|
|
UTSA Department of Music
Graduate Advisory Examination
Music History
All prospective graduate students are required
to take a placement examination in music history. The exams are scheduled on the Saturdays before the beginning of class each semester In preparation for the exam, students are advised to consult one
of the following texts:
- Burkholder, Peter J., Donald Jay Grout, and Claude V. Palisca. A History of Western Music, 7th ed. New York: W.W. Norton, 2005.
- Wright, Craig and Bryan Simms. Music in Western Civilization. Belmont: Thomson Schirmer, 2006.

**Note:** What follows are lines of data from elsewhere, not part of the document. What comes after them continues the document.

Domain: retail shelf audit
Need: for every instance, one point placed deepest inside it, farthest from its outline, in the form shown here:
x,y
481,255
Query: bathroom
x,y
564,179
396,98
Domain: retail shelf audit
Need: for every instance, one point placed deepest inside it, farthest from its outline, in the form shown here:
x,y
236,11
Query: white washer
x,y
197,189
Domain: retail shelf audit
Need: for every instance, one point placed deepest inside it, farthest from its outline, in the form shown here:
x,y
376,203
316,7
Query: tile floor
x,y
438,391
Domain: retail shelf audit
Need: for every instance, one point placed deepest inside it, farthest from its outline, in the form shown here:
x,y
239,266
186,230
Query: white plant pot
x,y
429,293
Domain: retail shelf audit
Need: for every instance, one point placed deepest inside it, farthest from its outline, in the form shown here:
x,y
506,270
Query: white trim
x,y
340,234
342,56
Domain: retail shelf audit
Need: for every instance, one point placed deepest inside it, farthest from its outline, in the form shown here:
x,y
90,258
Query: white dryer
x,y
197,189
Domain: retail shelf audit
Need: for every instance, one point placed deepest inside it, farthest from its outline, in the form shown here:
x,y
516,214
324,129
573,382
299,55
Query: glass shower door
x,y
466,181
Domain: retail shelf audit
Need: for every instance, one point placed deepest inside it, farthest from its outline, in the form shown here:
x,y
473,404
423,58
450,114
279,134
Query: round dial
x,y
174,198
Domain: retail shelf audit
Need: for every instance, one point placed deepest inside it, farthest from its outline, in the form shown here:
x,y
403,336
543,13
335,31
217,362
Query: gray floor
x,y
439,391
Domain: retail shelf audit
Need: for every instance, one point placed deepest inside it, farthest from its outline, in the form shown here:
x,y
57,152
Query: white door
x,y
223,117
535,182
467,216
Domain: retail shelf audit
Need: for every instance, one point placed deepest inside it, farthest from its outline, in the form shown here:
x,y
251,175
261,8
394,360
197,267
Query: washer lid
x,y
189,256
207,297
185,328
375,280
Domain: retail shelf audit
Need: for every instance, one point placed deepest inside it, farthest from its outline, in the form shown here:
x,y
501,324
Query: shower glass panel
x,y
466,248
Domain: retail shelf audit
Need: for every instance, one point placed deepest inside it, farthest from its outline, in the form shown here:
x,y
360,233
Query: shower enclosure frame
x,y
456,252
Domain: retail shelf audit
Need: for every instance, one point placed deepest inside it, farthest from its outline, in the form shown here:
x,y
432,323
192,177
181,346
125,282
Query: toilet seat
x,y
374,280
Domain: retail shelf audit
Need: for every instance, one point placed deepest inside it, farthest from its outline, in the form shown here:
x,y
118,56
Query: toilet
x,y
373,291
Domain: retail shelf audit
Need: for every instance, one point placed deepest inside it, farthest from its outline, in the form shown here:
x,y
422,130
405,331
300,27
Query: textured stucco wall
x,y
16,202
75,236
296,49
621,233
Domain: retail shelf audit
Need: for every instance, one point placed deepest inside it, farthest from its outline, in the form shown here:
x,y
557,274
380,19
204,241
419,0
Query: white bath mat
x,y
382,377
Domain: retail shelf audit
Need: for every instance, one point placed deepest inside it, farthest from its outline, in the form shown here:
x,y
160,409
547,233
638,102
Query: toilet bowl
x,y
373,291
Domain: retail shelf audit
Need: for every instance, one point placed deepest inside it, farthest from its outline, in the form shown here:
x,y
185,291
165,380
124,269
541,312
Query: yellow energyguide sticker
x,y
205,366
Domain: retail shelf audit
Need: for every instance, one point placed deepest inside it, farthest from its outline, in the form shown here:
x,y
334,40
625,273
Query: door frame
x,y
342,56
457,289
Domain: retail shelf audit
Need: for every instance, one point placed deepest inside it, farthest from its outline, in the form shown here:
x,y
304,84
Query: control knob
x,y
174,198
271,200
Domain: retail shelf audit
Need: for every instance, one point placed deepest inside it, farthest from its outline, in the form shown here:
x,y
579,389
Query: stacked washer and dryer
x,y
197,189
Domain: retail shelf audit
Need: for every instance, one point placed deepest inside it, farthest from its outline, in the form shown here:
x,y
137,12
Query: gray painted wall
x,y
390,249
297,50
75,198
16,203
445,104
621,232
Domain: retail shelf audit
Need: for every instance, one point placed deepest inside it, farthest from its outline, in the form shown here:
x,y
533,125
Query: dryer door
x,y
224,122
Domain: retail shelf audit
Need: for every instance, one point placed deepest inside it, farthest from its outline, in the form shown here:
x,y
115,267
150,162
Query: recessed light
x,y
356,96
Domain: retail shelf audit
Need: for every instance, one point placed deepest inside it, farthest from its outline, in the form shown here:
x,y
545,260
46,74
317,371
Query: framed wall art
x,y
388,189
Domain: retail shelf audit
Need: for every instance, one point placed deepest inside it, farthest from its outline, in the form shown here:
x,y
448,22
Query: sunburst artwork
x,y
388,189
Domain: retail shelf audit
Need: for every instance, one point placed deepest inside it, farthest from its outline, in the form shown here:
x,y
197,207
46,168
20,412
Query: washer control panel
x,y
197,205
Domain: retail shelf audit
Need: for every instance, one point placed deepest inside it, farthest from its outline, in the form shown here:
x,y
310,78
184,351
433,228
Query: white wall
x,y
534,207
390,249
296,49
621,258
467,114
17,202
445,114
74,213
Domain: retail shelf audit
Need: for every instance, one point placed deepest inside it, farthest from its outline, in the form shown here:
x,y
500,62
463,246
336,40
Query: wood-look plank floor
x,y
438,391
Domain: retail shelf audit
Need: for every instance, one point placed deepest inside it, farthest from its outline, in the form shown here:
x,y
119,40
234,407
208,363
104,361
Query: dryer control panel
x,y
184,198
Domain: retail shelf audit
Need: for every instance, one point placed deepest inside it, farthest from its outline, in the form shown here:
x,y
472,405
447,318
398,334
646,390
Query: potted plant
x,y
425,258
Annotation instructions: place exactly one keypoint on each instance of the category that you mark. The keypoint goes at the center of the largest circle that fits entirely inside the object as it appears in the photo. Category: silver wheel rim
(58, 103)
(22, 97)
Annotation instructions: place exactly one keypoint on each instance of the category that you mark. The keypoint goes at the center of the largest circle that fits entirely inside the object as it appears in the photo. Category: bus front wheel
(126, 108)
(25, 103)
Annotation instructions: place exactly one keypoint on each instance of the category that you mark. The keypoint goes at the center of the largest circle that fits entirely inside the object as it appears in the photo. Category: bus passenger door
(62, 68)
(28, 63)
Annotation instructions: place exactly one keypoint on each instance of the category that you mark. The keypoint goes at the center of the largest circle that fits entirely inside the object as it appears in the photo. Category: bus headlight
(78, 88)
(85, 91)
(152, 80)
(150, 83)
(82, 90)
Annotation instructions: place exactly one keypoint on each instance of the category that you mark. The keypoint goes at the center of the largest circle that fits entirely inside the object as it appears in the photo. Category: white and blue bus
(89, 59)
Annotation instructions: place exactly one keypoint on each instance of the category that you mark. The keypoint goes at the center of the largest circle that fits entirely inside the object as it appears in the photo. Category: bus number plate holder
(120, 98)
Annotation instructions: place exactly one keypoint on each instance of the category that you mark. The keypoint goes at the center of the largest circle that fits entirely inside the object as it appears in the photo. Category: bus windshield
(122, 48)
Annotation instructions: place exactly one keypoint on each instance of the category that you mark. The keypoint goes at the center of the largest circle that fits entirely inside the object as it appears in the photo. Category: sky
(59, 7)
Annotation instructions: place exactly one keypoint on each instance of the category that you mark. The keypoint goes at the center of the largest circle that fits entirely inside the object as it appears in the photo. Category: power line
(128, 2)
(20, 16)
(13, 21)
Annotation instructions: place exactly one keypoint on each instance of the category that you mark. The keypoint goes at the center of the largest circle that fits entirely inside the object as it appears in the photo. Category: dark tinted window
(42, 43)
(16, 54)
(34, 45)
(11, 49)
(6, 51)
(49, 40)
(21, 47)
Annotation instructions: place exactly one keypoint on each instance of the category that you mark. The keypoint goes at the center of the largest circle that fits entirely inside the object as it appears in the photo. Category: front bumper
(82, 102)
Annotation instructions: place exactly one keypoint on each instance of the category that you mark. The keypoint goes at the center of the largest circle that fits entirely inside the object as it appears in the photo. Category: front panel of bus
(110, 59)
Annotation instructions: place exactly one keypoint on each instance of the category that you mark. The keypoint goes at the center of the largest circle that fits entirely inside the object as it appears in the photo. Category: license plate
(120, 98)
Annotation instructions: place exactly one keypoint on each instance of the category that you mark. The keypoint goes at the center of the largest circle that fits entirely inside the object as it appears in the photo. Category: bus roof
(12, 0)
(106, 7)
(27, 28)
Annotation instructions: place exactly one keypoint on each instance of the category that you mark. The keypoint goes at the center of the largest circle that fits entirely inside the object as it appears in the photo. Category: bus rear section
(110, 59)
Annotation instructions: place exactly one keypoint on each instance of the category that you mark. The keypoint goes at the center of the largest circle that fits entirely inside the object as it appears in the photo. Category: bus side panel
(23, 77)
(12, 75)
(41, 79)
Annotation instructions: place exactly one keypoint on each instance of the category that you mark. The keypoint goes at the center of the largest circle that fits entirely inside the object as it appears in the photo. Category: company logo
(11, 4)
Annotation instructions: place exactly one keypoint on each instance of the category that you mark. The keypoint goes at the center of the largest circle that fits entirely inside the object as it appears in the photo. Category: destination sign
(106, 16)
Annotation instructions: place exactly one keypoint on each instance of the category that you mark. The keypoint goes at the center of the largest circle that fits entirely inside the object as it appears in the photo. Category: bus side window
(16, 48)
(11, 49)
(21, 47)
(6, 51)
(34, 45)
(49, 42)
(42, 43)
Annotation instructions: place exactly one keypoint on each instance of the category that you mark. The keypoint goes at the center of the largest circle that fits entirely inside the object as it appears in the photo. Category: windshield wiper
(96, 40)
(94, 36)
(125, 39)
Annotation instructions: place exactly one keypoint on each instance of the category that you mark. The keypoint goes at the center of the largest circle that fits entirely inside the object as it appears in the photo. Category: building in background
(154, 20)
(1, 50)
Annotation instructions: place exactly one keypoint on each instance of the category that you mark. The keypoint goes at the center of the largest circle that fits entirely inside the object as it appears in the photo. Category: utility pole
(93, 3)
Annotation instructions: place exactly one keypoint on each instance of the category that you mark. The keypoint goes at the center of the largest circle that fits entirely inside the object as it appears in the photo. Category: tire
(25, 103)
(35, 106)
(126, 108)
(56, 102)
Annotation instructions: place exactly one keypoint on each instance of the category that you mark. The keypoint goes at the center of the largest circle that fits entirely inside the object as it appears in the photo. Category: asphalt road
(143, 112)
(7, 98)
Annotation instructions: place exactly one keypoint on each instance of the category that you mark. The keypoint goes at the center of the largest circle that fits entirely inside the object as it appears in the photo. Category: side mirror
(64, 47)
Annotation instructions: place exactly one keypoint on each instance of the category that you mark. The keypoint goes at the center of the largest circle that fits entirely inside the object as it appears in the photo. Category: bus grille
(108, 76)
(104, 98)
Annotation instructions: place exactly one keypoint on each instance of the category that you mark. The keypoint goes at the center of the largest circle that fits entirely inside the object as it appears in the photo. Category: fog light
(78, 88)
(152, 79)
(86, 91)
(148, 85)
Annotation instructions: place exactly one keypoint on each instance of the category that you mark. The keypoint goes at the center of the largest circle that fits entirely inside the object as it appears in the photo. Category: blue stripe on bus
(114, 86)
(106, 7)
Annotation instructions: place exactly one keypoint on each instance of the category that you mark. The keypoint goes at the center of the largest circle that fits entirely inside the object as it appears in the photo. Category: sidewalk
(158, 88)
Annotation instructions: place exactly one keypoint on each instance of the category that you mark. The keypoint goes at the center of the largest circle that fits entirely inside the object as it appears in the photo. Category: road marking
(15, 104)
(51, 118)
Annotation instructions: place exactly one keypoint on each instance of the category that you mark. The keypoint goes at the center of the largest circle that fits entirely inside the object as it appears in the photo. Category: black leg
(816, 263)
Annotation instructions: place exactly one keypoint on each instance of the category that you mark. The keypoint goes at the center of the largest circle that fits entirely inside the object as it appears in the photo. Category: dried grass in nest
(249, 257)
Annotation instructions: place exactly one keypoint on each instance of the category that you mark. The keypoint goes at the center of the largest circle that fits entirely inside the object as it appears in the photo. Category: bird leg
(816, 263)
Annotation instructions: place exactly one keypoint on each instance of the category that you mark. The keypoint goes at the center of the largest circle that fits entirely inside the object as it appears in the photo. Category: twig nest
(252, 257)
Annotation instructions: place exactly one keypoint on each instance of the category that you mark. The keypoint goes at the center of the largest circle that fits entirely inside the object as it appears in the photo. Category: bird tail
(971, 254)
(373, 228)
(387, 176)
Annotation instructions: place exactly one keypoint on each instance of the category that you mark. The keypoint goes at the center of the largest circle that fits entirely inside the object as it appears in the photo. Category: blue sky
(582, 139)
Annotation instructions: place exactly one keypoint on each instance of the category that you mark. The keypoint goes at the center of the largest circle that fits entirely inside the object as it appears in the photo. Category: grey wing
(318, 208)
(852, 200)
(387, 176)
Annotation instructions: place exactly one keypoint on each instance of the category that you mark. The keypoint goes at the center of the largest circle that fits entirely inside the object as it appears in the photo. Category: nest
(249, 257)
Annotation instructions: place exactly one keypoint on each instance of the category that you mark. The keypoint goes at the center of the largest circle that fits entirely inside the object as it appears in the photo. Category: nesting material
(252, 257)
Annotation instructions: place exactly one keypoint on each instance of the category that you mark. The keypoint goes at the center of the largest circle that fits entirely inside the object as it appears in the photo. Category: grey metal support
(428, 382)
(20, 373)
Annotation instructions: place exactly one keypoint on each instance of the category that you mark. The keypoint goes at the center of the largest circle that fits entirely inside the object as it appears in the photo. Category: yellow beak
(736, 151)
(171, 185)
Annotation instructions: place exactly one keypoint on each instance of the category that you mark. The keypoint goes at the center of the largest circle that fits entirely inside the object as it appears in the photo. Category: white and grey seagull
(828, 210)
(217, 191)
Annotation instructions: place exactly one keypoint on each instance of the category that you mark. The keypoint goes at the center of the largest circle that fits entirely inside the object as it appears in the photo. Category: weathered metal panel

- Bonds, Mark Evan. A History of Music in Western Culture, 2nd ed. Upper Saddle River: Prentice Hall, 2006
- Barbara Russano Hanning. Concise History of Western Music, 3rd ed. New York: W. W. Norton, 2005.
The
exam will be divided into two parts: 1) unknown listening and 2) factual
information. A multiple choice format
will be used throughout. The unknown
listening contains ten musical examples that embody the most characteristic
styles and genres of Western art music.
Students will answer questions about the salient musical features of
each selected work. They may be asked
to provide the names of likely composers, approximate dates of composition, and
appropriate historical periods. Students
will not be required to designate exact titles of musical works, but
rather to speak to the historical movements and musical characteristics such
works represent.
Examples
of selected styles and genres to review for the unknown listening portion of
the exam may include:
- Medieval (Gregorian chant, organum, motet)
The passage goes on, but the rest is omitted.